What about the estate tax?
Another “dog that didn’t bark” in this discussion is the estate tax. A big villain in the unrealized gains narrative is the stepped-up basis assets receive when they are passed from one generation to the next. That’s the “die” part. If those assets include unrealized gains, some say, they might avoid taxation forever. Here’s Senator Wyden:
An ultra-wealthy investor uses his riches to acquire valuable assets. He watches them appreciate, and he borrows against that value to generate cash. Then he sits on those assets, enjoys all the cash he’s pocketed, and when he dies, any tax owed on that increase in value disappears into the ledgers of history.
The “ledgers of history” reference is stepped-up basis. This policy is part of the estate tax regime and its goal is to avoid double taxing the same assets. When a wealthy person dies, their assets are subject to the estate tax. The remaining assets then are given a new basis to reflect the fact that they have already been taxed. Wyden’s “Buy, Borrow, and Die” narrative ignores this dynamic.
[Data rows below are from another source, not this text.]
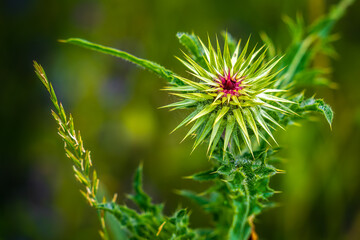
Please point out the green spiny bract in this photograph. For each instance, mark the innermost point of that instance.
(232, 93)
(236, 96)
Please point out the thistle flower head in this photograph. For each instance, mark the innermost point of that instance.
(232, 95)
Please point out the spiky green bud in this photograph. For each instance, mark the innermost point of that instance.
(232, 95)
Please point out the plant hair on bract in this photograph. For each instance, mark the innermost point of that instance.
(238, 96)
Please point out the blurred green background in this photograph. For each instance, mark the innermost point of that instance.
(115, 105)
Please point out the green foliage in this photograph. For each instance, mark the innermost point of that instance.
(237, 128)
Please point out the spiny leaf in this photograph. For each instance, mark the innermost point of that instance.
(152, 66)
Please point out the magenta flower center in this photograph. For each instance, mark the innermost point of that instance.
(230, 84)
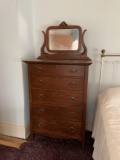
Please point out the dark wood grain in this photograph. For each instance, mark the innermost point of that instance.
(58, 91)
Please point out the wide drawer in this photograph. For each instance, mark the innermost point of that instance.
(60, 70)
(57, 97)
(57, 83)
(70, 114)
(59, 128)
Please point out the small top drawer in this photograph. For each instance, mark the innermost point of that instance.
(61, 70)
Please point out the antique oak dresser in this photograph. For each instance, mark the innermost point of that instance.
(58, 84)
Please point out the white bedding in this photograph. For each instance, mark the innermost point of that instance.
(106, 131)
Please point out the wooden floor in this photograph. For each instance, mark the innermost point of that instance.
(11, 141)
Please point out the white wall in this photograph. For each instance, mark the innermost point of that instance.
(16, 43)
(100, 18)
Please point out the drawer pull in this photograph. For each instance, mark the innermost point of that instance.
(40, 82)
(73, 84)
(41, 96)
(72, 114)
(41, 125)
(73, 70)
(41, 110)
(72, 99)
(40, 69)
(72, 130)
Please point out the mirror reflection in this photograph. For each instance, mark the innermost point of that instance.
(64, 39)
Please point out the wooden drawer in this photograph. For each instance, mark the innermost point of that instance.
(57, 97)
(57, 83)
(59, 128)
(70, 114)
(59, 70)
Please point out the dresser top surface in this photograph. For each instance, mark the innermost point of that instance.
(46, 61)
What’s happens when assets depreciate?
Another thing — assets don’t just appreciate. They depreciate too. How does a tax on unrealized gains deal with falling asset prices? Here’s Richard Rubin at the Wall Street Journal:
There will be some years in which a given billionaire will lose money as assets decline in value, and the prospect of the government sending tax-refund checks to billionaires is politically unappealing.
The plan would allow affected taxpayers carry losses forward to use as deductions against future gains. That is, someone who has a $2 billion paper loss in 2022 could shield his first $2 billion in gains during 2023 from taxes. In addition, Mr. Wyden would let people carry their losses back for up to three years to offset gains from that tax and apply for tax refunds. So someone who had $5 billion of paper gains in 2022 and paid taxes could get refunds if they then had paper losses up to $5 billion in 2023.
Sounds messy. How exactly does one account for basis in all this? And how do you treat non-traded assets like a family-owned business? Lawyers and business valuation experts will get rich, even if the business owners don’t.
Finally, Marty says, “[M]ost economists and many regular people consider unrealized capital gains to be income that should be subject to tax.
We’d like to see some data on that one. Most economists? Probably not. But “many regular people”? Ha! The American taxpayer isn’t stupid. They know policies targeted at “billionaires” will eventually come to bite them instead. Look at the history of the Alternative Minimum Tax, or the luxury tax from the 1990s. Enough said.
Conclusion
The Chairman of the Senate Finance Committee wants to tax unrealized gains. To do that, he needs to convince us that the current approach to taxing income is unfair, the corporate and estate taxes don’t exist, the rich don’t pay their fair share, and the estimates produced by his own staff are flawed.
None of these things is true and in normal times, the Chairman’s policies would be going nowhere. But these aren’t normal times, so it’s imperative that private business owners educate themselves on these issues and communicate to their representatives just how harmful “mark-to-market” and other “tax the rich” proposals would be. It’s now or never. As always, S-Corp is happy to help.